10. Resuspend the sperm pellet in 1.7 ml of buffer #1 (plus 5 µg/ml aprotinin, leupeptin, and 1 mM DTT) and transfer to a 5 ml Falcon round-bottom polypropylene tube (Corning 352063). Resuspension should be done with 1 ml first using a pipette. From a 20% stock, add Triton X-100 to a final concentration of 0.4%. Incubate for 30 min, rotating on a wheel at 4C.

11. Prepare four 1.5 ml microtubes containing 0.5 ml buffer #5, + 3% BSA (w/v, plus 5 µg/ml of aprotinin, leupeptin, and 1 mM DTT). Overlay each sucrose cushion with 1/4 of the sperm preparation. Centrifuge in a clinical centrifuge for 10 min at room temperature at 870 x g.

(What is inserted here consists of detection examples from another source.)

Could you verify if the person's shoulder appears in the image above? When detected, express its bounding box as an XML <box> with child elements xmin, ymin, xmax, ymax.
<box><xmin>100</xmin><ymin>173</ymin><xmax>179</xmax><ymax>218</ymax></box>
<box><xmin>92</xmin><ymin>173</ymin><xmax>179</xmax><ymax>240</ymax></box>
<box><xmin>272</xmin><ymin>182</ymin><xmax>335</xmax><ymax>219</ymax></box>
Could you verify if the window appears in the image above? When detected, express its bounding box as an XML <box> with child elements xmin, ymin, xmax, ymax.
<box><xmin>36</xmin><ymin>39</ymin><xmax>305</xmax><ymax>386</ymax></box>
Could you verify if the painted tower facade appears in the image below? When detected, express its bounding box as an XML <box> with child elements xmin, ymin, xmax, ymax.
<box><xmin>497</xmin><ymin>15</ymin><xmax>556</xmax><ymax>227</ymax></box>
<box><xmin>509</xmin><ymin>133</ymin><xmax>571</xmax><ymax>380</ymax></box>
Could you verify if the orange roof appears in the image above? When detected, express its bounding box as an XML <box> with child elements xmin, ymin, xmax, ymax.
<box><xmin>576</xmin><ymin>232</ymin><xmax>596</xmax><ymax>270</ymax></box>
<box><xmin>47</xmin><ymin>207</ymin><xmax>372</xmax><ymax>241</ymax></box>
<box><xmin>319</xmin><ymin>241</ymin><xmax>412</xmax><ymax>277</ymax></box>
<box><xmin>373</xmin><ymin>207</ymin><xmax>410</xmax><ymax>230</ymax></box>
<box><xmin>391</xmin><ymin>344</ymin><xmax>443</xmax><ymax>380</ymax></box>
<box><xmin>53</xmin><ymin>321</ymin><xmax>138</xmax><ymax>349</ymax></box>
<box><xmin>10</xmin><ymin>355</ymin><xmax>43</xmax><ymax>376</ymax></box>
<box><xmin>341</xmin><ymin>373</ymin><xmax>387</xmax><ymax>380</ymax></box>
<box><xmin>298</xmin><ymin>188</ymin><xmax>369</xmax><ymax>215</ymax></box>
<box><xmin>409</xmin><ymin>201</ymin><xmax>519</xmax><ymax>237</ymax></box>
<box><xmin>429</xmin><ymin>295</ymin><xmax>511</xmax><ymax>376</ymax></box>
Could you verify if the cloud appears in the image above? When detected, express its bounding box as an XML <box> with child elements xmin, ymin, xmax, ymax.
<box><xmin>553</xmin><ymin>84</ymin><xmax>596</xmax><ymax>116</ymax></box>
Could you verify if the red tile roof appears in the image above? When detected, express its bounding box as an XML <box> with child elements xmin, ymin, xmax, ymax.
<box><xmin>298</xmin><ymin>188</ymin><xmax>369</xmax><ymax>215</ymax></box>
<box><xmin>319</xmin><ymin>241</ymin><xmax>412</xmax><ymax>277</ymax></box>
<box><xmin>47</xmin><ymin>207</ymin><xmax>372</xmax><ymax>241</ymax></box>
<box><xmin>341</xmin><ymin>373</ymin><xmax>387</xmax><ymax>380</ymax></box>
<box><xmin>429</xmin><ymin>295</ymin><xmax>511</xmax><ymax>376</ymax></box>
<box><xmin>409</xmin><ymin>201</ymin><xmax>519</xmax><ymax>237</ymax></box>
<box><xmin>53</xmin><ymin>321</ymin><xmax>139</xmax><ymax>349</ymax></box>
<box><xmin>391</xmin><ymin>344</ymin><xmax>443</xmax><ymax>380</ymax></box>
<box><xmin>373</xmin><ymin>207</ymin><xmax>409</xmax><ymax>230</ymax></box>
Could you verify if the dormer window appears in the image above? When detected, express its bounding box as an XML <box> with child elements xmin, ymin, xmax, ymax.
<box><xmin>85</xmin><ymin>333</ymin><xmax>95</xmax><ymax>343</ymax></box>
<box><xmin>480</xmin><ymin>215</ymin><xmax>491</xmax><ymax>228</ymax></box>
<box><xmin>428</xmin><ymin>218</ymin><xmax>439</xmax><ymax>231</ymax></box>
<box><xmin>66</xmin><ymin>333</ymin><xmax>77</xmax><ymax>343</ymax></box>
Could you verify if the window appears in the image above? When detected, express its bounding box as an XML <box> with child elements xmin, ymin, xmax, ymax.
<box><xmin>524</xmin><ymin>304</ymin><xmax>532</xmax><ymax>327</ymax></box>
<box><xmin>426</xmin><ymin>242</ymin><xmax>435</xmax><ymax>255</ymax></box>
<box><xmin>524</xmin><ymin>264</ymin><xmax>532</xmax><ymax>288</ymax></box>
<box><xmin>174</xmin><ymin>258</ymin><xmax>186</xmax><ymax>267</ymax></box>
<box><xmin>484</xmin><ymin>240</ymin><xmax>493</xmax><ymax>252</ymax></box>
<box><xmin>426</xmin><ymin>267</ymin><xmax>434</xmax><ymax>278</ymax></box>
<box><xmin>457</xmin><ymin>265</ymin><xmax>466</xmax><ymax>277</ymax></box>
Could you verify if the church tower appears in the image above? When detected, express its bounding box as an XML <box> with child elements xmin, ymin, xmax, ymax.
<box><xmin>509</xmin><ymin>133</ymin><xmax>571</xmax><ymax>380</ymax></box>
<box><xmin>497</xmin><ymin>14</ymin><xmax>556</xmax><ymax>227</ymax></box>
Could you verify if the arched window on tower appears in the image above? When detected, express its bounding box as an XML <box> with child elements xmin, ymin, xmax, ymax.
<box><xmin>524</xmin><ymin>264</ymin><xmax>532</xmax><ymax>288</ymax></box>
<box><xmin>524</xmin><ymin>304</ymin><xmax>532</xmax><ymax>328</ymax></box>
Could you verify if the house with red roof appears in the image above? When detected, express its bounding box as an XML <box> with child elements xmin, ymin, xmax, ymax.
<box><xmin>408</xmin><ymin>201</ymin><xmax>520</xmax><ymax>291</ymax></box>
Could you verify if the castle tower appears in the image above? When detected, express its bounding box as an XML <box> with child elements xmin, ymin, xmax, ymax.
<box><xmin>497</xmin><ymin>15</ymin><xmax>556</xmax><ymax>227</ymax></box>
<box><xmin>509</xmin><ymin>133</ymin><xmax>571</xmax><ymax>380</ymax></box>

12. Remove the supernatant and resuspend each pellet in 0.2 ml buffer #6, + 3% BSA (plus 5 µg/ml aprotinin, leupeptin, and 1 mM DTT). Avoid the sides of the tubes containing residual Triton X-100. Transfer the sperm chromatin to four new 1.5 ml microtubes, dilute to 0.7 ml with the same buffer mix, and centrifuge again at 870 x g for 5 min in a clinical centrifuge. Repeat once.

13. Resuspend the sperm chromatin pellet in 1.8 ml of buffer #6, + 3% BSA (plus 5 µg/ml aprotinin, leupeptin, and 1 mM DTT).

14. Determine the sperm concentration under a hemacytometer.

15. Dilute the sperm to 100000/µl and freeze in small aliquots in liquid nitrogen. Store at -80C.